# window, or not ?



## Fix'n it (Mar 12, 2012)

i am rehabing a bedroom. it has 2 windows in it. one window in on the enclosed porch wall. i am replacing all the windows. i am wondering if i should replace this window, a different design window/s. or eliminate the window ?


----------



## joecaption (Nov 30, 2011)

Without any pictures or at least a drawing were going to have to guess and ask questions.

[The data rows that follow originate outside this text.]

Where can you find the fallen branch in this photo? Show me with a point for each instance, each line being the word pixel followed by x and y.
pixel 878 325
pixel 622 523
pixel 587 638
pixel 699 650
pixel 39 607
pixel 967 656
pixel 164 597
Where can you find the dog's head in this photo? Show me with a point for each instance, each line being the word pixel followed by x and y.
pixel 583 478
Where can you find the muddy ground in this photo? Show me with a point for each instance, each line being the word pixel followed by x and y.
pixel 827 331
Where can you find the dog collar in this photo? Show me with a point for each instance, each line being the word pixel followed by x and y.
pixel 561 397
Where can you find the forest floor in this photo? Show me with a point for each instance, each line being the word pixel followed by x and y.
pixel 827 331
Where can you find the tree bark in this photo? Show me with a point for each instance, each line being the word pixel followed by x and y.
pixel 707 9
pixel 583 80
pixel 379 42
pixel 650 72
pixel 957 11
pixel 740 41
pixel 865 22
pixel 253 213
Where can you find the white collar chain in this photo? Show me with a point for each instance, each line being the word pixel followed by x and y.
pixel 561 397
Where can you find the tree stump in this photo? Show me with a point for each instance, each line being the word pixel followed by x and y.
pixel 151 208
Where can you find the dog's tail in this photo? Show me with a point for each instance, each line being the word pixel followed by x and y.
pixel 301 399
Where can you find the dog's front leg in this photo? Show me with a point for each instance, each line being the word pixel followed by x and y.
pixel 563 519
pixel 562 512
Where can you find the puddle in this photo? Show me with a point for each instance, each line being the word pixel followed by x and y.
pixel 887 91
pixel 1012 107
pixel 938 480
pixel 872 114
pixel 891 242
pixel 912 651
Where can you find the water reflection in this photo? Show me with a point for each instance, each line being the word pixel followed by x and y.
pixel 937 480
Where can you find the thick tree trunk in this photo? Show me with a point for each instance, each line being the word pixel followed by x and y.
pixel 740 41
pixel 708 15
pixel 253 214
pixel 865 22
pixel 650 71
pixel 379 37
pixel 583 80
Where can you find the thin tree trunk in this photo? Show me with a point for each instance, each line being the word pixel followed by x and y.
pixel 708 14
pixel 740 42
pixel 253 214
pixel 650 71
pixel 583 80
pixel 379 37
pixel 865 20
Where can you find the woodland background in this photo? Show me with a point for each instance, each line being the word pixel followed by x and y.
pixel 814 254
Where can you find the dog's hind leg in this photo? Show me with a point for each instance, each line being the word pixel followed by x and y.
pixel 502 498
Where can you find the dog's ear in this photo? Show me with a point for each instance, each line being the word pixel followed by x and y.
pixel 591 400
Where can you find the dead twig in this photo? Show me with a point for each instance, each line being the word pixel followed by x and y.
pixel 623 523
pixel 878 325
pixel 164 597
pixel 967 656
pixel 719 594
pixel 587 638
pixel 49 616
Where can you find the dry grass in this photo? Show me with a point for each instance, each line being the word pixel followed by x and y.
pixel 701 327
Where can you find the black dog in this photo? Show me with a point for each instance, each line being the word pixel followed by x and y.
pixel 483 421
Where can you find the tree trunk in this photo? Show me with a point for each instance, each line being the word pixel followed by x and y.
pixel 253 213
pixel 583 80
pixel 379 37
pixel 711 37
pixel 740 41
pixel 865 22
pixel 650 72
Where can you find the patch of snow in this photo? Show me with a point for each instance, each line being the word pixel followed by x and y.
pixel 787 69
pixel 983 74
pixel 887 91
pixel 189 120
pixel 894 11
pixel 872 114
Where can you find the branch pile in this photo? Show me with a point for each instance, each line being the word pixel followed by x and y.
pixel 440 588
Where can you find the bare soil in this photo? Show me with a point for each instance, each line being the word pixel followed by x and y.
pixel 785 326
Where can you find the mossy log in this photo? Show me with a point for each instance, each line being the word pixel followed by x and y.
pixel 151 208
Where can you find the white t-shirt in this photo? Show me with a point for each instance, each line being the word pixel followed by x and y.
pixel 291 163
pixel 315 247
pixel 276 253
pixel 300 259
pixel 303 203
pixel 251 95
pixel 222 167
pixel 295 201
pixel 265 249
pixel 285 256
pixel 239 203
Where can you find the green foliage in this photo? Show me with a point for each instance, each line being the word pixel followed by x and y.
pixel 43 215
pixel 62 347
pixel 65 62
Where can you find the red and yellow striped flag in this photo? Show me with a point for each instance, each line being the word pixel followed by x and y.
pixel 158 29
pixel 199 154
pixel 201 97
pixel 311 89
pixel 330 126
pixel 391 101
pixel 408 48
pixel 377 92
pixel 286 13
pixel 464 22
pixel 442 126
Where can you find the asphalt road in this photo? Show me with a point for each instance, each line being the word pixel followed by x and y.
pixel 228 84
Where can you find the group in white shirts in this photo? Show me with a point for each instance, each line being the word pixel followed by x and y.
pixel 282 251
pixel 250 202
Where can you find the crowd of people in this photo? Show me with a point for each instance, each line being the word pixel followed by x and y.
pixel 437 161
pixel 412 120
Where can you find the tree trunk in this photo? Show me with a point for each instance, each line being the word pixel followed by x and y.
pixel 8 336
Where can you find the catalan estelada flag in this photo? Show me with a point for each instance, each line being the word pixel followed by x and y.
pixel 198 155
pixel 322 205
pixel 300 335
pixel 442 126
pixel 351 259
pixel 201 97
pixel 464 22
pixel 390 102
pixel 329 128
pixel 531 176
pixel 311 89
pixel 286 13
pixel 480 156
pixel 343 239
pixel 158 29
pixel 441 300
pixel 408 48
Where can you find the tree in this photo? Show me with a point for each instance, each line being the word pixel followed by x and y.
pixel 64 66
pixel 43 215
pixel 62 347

If this is an enclosed covered porch there can not be much natural light coming it, not much of a view except for the people looking in, so why not get rid of it. That would give you more avalible wall space for pictures, another dresser ect.


----------



## Pianolady (Jun 28, 2012)

We have a small master bedroom and took one of the two windows out because you couldn't even find a place to put a headboard without it going across a window. We had to fix the exterior siding & it was still worth it to us. I'd take it out as long as it wasn't going to look ridiculous from the outside.


----------



## Fix'n it (Mar 12, 2012)

i didn't take any before pics. the room is demoed now. 

yeah, enclosed porch, not much of a view. but there is a locked door, so nobody could just look in. 

one issue i may have, is how it may look from the outside. 


this is one of those things, that either way it would be ok. i just don't know which way to go.


----------



## joecaption (Nov 30, 2011)

What type siding is on the outside wall?


----------



## Fix'n it (Mar 12, 2012)

let me get some pics
brb


----------



## Fix'n it (Mar 12, 2012)

welp. have to wait on the pics. batteries went dead.


----------



## Fix'n it (Mar 12, 2012)

ok, just found this pic, of that room. i am in the doorway. and said window is "just" out of frame on the left side.


----------



## Fix'n it (Mar 12, 2012)

another pic from previous owner.


----------



## joecaption (Nov 30, 2011)

The inside is the easy part, it's the outside we needed the info and a picture on.


----------



## Fix'n it (Mar 12, 2012)

yeah, i'm still looking for pics.
here is another PO pic, of the other side of the porch. looks kinda nice, doesn't it.but really, its not that great, needs to be redone. and i plan on finishing out this porch, someday.


----------



## Fix'n it (Mar 12, 2012)

ok, here is the outside pic. not much help, uh. as you can see, this is my 'staging" area.


----------



## joecaption (Nov 30, 2011)

How do you plan on "finishing" it out?
Removing the window is as simple as removing the window trim inside and out.
Use a sawsall to cut the nails holding it in and slide it out.
Check to see if the wall studs are 3-1/2" wide, old ones will be 4" wide. If there the old type you'll just need to add some 1/2 shims to the new 2X to make it flush on both sides.
In most cases you would make what looks like a picture frame of 2 X 4's that fits in the hole so there's some place to screw the sheetrock to. 
Insulation comes in 16" and 24" wide so if the opening is wider you have to add an extra 2X 4 to attach the new insulation to. 
Now your ready for drywall. 
The other side can be figured out when you decide what the plans are.


----------



## Fix'n it (Mar 12, 2012)

joe. "how" to do it is not the issue. window or not, is the issue. but i am thinking i will put in a window. as when that porch is finished, there will be a nice view.

oh. this house is pretty old, could be 100 years or even older. and it, in fact, does have "non dimensional " lumber. 
at its (seemed)age, you would think it would have dimensional lumber. btw, the city does not know how old this house is.


----------



## Fix'n it (Mar 12, 2012)

have the window mostly framed in. i think it will be nice.


----------